E as experiências da educação indígena? Essas vão para além do repasse de geração em geração de saberes tradicionais, como no artesanato dos Xacriabás, que têm muito a nos ensinar também no que concerne à educação escolar. A Constituição de 1988 garantiu para os povos indígenas a existência de escolas diferenciadas, bilíngues e interculturais. Nessa época, de acordo com Leite (2016), muitas escolas indígenas diferenciadas surgiram; no entanto, elas enfrentam, ainda hoje, dificuldades burocráticas nos sistemas de ensino a que estão vinculadas para se manterem de pé.

As escolas indígenas diferenciadas funcionam movidas pelos problemas da comunidade, caracterizando, desse modo, uma educação diferenciada, a qual se desenvolve a partir do diálogo permanente sobre as necessidades de seu povo, de seu território. Quanto às decisões pedagógicas, estas são tomadas de forma coletiva, envolvendo educadores e estudantes, sendo, assim, uma gestão escolar compartilhada. Outra característica importante das escolas indígenas diferenciadas é que não há concurso para os professores, mas eles são escolhidos entre as pessoas da comunidade, de acordo com o compromisso assumido com seu povo e sua cultura.

O professor tem que ser um defensor e um conhecedor das dificuldades da comunidade; ele tem que saber respeitar o pensamento e o direito do outro, conhecer seus direitos e deveres, construir ideias coletivas para que não tenha força contrária. Mas tudo isso depende do seu compromisso e da sua formação; se o seu compromisso e a sua formação for ruim, ele será um professor de cabeça e coração fraco.

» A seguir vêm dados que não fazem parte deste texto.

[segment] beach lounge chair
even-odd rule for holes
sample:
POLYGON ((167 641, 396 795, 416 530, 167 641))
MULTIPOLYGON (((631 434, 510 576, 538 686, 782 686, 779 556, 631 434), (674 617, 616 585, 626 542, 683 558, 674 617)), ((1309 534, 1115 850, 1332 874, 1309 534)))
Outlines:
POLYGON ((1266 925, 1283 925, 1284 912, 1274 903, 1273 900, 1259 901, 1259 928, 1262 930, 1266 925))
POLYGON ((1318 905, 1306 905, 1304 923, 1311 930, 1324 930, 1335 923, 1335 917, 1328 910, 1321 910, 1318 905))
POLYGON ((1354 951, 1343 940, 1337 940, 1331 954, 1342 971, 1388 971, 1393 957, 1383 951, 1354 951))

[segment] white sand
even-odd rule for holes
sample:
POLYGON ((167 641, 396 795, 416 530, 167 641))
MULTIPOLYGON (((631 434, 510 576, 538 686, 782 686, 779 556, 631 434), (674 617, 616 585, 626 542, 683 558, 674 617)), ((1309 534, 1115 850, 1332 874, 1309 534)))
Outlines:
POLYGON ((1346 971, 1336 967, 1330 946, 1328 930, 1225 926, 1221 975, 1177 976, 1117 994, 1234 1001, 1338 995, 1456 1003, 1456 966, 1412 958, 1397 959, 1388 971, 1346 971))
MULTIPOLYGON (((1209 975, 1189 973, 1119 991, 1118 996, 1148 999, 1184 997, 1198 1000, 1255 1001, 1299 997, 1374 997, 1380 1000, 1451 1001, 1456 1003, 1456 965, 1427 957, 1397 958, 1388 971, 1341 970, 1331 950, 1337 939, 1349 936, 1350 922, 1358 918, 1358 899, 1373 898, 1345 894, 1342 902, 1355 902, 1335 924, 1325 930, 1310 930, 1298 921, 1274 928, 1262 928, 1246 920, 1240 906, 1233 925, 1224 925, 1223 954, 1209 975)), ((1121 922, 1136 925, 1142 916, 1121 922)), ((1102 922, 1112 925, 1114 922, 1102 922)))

Comentário de um Professor Pataxó

Fonte: Poleducufmg (2013).

Compreendemos que a experiência das escolas indígenas diferenciadas tem muito a nos ensinar, na medida em que, essencialmente, produzem uma Ecologia de Saberes, ao associarem a educação escolar à resistência, à tradição e aos saberes de povos tradicionais, bem como ao mudar tempos, espaços e currículos escolares em função dos sujeitos. A partir das discussões expostas até aqui, podemos, de alguma forma, lançar novos olhares para a existência das experiências com as quais dialogamos. Podemos, ainda, refletir sobre como a construção de uma escola e de uma educação, na qual a diversidade esteja presente e seja efetivamente um elemento potente, está intimamente ligada ao questionamento de um modelo de sociedade etnocêntrica. Os saberes tradicionais, os saberes locais e a cultura popular se fortalecem na medida em que essas educações abarcam também a dimensão política, a dimensão da emancipação para aqueles que, além de compreender o mundo, querem transformá-lo com seus saberes.